2.03.2011

Knowing what it knows: selected nuances of Watson's strategy

Editor’s note: This guest post from IBM Researcher Dr. Jon Lenchner is the second article in a three-part series about how Watson plays America’s favorite quiz show®

Watson learns by gathering information, but instead of neural connections, it uses algorithms to understand the natural language that information is written in. These algorithms give it a confidence in a Jeopardy! category and clue, that maps to a probabilistic estimate that the response is correct.

Watson honed this self-assessment of what it does and does not know by training on thousands of historical questions (Watson’s equivalent of taking a few hundred “practice tests”).

The algorithms dealing with natural language are not perfect, so there’s always some degree of uncertainty. Watson calculates its uncertainty and learns which algorithms to trust under which circumstances, such as different Jeopardy! categories.
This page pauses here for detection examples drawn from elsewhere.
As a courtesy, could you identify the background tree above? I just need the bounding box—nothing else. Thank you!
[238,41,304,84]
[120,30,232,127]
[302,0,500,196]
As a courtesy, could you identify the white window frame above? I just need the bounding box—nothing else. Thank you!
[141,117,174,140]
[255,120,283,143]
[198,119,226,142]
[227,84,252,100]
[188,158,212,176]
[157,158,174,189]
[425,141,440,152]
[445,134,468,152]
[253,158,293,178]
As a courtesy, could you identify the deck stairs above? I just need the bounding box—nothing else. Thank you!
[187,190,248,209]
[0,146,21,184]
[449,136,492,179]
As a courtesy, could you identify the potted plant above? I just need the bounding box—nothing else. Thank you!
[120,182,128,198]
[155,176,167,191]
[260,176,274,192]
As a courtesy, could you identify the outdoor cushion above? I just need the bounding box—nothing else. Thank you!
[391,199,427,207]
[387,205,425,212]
IBM Researcher Dr. David Gondek, who developed machine learning algorithms and infrastructure that Watson uses to rank and estimate confidence in possible answers, uses an example of how “introducing” and “manufacturing” show how language has many ways to refer to the same relation and can be highly contextual:

The clue was: It was introduced by the Coca-Cola Company in 1963. Watson can find a passage stating that ‘Coca-Cola first manufactured Tab (the correct response) in 1963’, so in order to answer the question, Watson needed to understand that introducing and manufacturing can be equivalent – if a company is introducing a product. But that is highly dependent on context: if you introduce your uncle, it doesn't mean you manufactured him.
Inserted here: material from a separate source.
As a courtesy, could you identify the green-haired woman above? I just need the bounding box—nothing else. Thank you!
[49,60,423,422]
Watson also exhibits dynamic learning within categories. Watson observes the correct answers to clues to verify it is interpreting the category correctly. The sparring matches offer good examples of Watson making these in-game adjustments. Not only does Watson get better at answering as clues in a category are revealed, but its understanding of its own in-category ability is also refined.

Note, because Watson cannot hear, it does not know how Jennings or Rutter answer a clue. So, Watson cannot use their responses in its accuracy assessment or to change a response it may be considering.



The Confidence to buzz in

Those who watched the practice round could see a graphic of Watson’s confidence level in its top three possible responses, and a line that established a threshold it must reach to buzz in.

Watson’s default threshold is typically 50 percent. In other words, if its confidence estimation determines a 50 percent or higher chance of correctly responding to a clue, it will try to buzz in.

What is a Daily Double?

When a contestant selects a Daily Double, he or she can wager between $5 and either his or her current score (a True Daily Double), if higher than the highest value on the board, or if not, up to the highest value on the board ($1,000 for Single Jeopardy! and $2,000 for Double Jeopardy!)

The first round of Jeopardy! has one Daily Double; the second round has two.

But the buzz threshold is game-state dependent.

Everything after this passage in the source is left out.